Sano didn’t want to go. He didn’t want to know what lay beyond that door. But an unseen force propelled him down the corridor. Almost sobbing with terror, he fell to his knees, seizing the magistrate’s robes.
“Please… no… ”
Ogyu laughed. “Where is your samurai courage now, Yoriki Sano?” he mocked.
With a mighty kick, he sent Sano flying through the door to land inside the room on hands and knees. Sano cried out, once in surprise, then again in shock at the sight that met his eyes.
Inside the morgue, Mura and Dr. Ito stood on either side of a dissection table. Mura held a long razor and had a white cloth tied over the lower half of his face. As Dr. Ito raised a beckoning hand, Sano noticed something that turned him sick with fear.
The table was empty. Waiting. For him.
“No!” Sano screamed.
The watcher stealthily mounted the stairs of the veranda outside Sano’s door. His straw sandals made no noise, but each footfall produced a soft creak as his weight bore down on the wooden planks. He tried the door.
Locked. He unsheathed his dagger. Sliding it between door and frame, he pushed on the catch. It gave way with a crack that almost startled him into dropping the dagger. He froze, listening.
Only muffled snores came from inside the room.
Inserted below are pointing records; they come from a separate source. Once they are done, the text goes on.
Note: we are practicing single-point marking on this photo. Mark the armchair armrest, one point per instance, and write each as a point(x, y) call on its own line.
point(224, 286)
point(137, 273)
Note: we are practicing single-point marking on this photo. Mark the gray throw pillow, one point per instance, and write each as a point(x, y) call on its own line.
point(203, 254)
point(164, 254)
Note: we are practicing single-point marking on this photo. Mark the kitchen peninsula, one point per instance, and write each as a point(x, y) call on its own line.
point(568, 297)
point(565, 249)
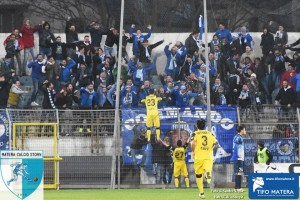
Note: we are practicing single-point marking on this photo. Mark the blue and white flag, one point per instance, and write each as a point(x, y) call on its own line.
point(21, 175)
point(223, 120)
point(201, 27)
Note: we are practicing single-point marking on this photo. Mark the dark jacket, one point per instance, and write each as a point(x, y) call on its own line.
point(48, 101)
point(191, 45)
point(111, 39)
point(71, 36)
point(285, 96)
point(143, 57)
point(267, 43)
point(45, 35)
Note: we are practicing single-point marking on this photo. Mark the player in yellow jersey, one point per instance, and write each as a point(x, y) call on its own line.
point(151, 102)
point(180, 168)
point(202, 148)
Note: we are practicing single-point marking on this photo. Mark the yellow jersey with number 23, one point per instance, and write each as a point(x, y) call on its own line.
point(151, 102)
point(204, 142)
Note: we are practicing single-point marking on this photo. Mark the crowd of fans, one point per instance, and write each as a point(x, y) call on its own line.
point(83, 73)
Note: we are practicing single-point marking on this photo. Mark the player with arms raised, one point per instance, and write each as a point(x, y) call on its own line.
point(203, 147)
point(179, 154)
point(151, 102)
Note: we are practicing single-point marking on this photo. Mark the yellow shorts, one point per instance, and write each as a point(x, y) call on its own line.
point(153, 120)
point(202, 166)
point(180, 168)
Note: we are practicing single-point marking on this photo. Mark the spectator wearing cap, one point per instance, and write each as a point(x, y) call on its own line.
point(49, 93)
point(220, 98)
point(45, 35)
point(37, 76)
point(215, 90)
point(13, 46)
point(214, 42)
point(28, 41)
point(182, 96)
point(129, 98)
point(235, 45)
point(111, 39)
point(290, 72)
point(285, 98)
point(191, 43)
point(245, 39)
point(173, 58)
point(248, 64)
point(138, 37)
point(15, 94)
point(83, 76)
point(222, 32)
point(248, 53)
point(140, 72)
point(6, 66)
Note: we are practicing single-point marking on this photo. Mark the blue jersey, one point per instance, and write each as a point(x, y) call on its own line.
point(238, 148)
The noise hadn’t awakened them. Slowly, carefully, the watcher slid back the door. Dagger in hand, he squinted into the darkness of the room. There he could barely make out the two sleeping forms.
Now…
A loud gurgling sound awoke Sano. Suddenly Ogyu, Mura, Dr. Ito, and the morgue vanished. Sano gave a hoarse yell of surprise as he sat bolt upright in the darkness. Through the clinging haze of sleep, he saw a shadowy figure moving toward him. He cried out again, this time in sheer terror, as he instinctively lashed out at it with the sword that he still gripped in his hand. The figure leaped backward, turned, disappeared. Sano’s blade sliced empty air. Running footsteps shook the floor, then faded into the distance.
Sano struggled free of the tangled bedcovers and jumped to his feet, sword ready. Fully awake now, he strained to see his surroundings and remember where he was. His heart still pounded; the lurid dream images of Edo Jail and the menacing intruder were still vivid in his memory. In his confusion, it took him a moment to recognize the dim confines of his room at the inn. All was quiet and peaceful. His fear should have subsided, yet he experienced the frightening conviction that something was very wrong. Every fiber of his being vibrated in alarm.
The room felt oddly cold. An icy draft stirred the air, but didn’t obliterate the strong metallic odor that made Sano’s nostrils flare. Another peculiar scent-fainter, and musty, like dried herbs- prickled his throat and forced a sneeze from him. And there was something else different about the room, something missing.
Tsunehiko’s snores. Sano no longer heard them-or any sound at all from the inert form next to him.
“Tsunehiko?” he called.
Bending over, he touched his secretary. And gasped, jerking his hand away. Something warm, wet, and faintly sticky coated the quilt. Filled with dread, he dropped his sword and groped around on the floor for the lamp and matches. It took his shaking hands three tries to light the wick. The lamp guttered, then flared into brightness. Sano looked at Tsunehiko.
Shock stopped his heart, froze the words on his tongue. His lungs sucked in breath with a long, sharp hiss.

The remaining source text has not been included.